No Noise | 10% Heteroskedastic Gaussian Noise | |||||
---|---|---|---|---|---|---|
10th Percentile | 50th Percentile | 90th Percentile | 10th Percentile | 50th Percentile | 90th Percentile | |
Bayesian Inference With a General Likelihood (GL) Measure | ||||||
Model structure 1 | ||||||
K_{s} | 15.53 | 16.40 | 17.30 | 10.27 | 10.79 | 11.27 |
BIC = −684.9 HM1 = −667.1 HM2 = −725.8 | BIC = −1431.1 HM1 = −1412.0 HM2 = −1465.9 | |||||
Model structure 2 | ||||||
K_{s} | 25.36 | 28.97 | 33.49 | 16.66 | 20.17 | 24.13 |
K_{f} | 9.40 | 9.70 | 9.90 | 6.05 | 6.45 | 6.84 |
BIC = −500.1 HM1 = −479.4 HM2 = −541.1 | BIC = −1278.1HM1 = −1298.5 HM2 = −1330.2 |
No Noise | 10% Heteroskedastic Noise | |||||
---|---|---|---|---|---|---|
10th Percentile | 50th Percentile | 90th Percentile | 10th Percentile | 50th Percentile | 90th Percentile | |
| ||||||
Quantile Model Selection | ||||||
Model structure 1 | ||||||
ρ_{τ} | 0.20 | 0.20 | 0.20 | 0.23 | 0.23 | 0.24 |
K_{s} | 6.04 | 6.03 | 6.01 | 6.03 | 6.02 | 6.02 |
Model structure 2 | ||||||
K_{s} | 14.14 | 14.23 | 14.28 | 14.83 | 14.86 | 14.88 |
K_{f} | 5.33 | 5.33 | 5.33 | 5.47 | 5.46 | 5.46 |
ρ_{τ} | 0.17 | 0.17 | 0.17 | 0.20 | 0.20 | 0.20 |
[46] Table 1 demonstrates that biased parameter estimates are achieved through Bayesian inference. In the linear reservoir without a threshold model structure, the estimated parameter distribution lies between 25 and 4 days (true values of the parameters corresponding to the fast and slow responses). Such biased performance, though to a lesser extent, persists in the case of linear reservoir with a threshold model structure. The parameter ranges in this case appear to be closer to the true values. The three Bayesian criteria are close to each other for each of the considered model structures and support the preference of the linear reservoir with a threshold model structure over the linear reservoir model structure (without a threshold).
[47] The inferred parameter distributions shift to lower magnitudes under 10% heteroscedastic errors. The parameter distribution for the linear reservoir without a threshold model structure remains between 4 and 25 days. Meanwhile, the inferred parameter ranges for the linear reservoir with a threshold model structure appear to have moved closer to the true parameter values. The Bayesian model selection criteria again support the preference for the linear reservoir with a threshold model structure over the linear reservoir without a threshold model structure. The criteria values under heteroscedastic noise case are lower for the two model structures than the corresponding criteria values under no noise case. This is attributable to higher noise to signal ratio in the former case than in the latter case.

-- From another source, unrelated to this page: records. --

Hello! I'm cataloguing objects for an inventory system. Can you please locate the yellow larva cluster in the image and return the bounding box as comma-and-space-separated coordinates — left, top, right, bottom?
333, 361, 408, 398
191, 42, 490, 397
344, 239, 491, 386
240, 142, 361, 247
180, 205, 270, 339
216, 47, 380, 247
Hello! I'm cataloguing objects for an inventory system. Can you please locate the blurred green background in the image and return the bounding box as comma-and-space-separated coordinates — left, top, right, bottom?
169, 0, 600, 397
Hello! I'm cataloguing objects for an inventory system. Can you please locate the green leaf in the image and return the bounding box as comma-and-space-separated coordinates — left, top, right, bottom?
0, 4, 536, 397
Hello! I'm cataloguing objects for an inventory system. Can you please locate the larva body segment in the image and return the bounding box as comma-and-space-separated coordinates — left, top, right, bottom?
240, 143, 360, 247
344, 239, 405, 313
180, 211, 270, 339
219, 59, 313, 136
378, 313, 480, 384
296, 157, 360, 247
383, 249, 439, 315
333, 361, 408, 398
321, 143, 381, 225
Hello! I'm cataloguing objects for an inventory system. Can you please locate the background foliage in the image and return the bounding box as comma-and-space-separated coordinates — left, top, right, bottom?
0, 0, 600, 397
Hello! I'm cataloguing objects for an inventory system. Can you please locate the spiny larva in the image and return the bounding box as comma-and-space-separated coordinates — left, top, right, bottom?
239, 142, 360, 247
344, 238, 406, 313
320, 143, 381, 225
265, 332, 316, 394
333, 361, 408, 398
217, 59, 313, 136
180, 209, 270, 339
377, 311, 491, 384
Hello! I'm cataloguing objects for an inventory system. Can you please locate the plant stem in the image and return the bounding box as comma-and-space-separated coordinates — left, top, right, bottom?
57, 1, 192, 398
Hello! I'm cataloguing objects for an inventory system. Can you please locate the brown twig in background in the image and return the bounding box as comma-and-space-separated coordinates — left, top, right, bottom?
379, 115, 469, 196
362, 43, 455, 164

[48] Quantile model selection infers recession parameters in a relatively robust manner (across the noise levels) for the two model structures. This is because the 80% quantile ranges, i.e., the difference between the 10th and the 90th percentile, of the parameters are small. The estimated parameters of the linear reservoir without a threshold model structure corresponding to the 10%, 50%, and the 90% quantile models are closer to 4 days (true parameter value corresponding to fast flow). Meanwhile, in the case of linear reservoir with a threshold model structure, the quantile parameter estimates corresponding to fast (overland) flow are closer to 4 days and the quantile parameter estimates corresponding to slow flow are closer to 25 days. Nonetheless, the quantile parameter estimates for both the model structures and noise levels remain biased as a result of inherent structural deficiencies. The asymmetric loss functions for both zero noise and 10% heteroscedastic noise cases support the preference of the linear reservoir with a threshold model structure over the linear reservoir without a threshold model structure. For a given model structure, the asymmetric loss function increases in magnitude with noise level for each quantile value. This is possibly due to increasing noise to signal ratio.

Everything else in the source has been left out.